Retirements among federal workers surged in February. (Katie Vanes / Navy)
The federal retirement wave is regaining steam — possibly due to the sequester — government retirement statistics released Tuesday suggest.
In February, 20,374 federal employees retired — the highest total for that month since at least 2010, the earliest year for which monthly statistics are available, and more than three times the number of feds who put in their retirement papers in February 2012, according to the Office of Personnel Management.
With the 22,187 retirements recorded in January, 42,561 federal employees have retired in just the first two months of 2013. That is more than half of the 84,427 feds who retired in 2010, and 40 percent of the 106,550 feds who retired in 2012.
OPM had predicted about 5,600 feds would retire last month. The unexpected surge caused its backlog of unprocessed pension claims to swell by about 5,000, to 41,103 claims. OPM had hoped its backlog would be down to slightly more than 33,000 by last month. February was the first month in which OPM fell behind its backlog goals since it began tracking those statistics in January 2012.
But OPM showed progress in its efforts to process more retirement claims. Its employees processed 15,333 claims in February, which smashed its previous monthly record of 12,563 claims processed. That previous high was set in September.

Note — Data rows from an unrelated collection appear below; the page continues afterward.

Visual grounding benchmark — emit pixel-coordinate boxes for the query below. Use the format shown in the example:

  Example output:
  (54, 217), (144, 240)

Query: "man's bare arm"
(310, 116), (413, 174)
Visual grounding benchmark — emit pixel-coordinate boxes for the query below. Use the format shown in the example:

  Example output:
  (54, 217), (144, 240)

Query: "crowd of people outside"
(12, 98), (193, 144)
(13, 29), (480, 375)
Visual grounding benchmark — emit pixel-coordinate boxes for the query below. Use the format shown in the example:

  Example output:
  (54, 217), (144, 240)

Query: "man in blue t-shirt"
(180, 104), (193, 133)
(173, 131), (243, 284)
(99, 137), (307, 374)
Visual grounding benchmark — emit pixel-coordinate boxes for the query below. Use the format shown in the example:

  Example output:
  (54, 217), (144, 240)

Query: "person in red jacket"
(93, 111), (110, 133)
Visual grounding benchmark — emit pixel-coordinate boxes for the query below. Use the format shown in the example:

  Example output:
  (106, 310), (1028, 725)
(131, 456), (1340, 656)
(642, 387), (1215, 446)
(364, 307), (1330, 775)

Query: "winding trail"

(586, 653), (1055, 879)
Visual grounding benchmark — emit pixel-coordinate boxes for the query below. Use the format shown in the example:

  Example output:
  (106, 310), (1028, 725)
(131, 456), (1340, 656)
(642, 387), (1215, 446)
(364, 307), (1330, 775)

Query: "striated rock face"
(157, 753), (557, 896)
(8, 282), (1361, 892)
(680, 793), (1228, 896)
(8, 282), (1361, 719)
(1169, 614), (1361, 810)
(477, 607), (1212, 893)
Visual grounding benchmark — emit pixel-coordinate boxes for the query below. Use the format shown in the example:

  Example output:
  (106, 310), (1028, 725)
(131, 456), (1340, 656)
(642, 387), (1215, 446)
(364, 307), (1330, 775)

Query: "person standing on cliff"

OPM has struggled for years to speed up its processing of retirement claims, which has caused some retirees to wait six months or more for their full pensions. OPM Director John Berry unveiled last year a sweeping plan to fix the problem, which included hiring new employees to process claims and an overhaul of its customer service and pension processing systems.
Federal experts say that the constant stream of bad news for federal employees in recent years is likely driving this retirement wave. Federal employees’ pay scales have been frozen for more than two years and are likely to stay frozen for the rest of 2013. President Obama, lawmakers and deficit reduction committees have proposed increasing federal employees’ retirement contributions. Some lawmakers and others recommending ways to reduce the deficit have also proposed switching federal employees’ pensions to a high-five system, which would base pensions on their highest five annual salaries instead of the current three years.
The sequester’s budget cuts also are likely to cause hundreds of thousands of federal employees to be furloughed.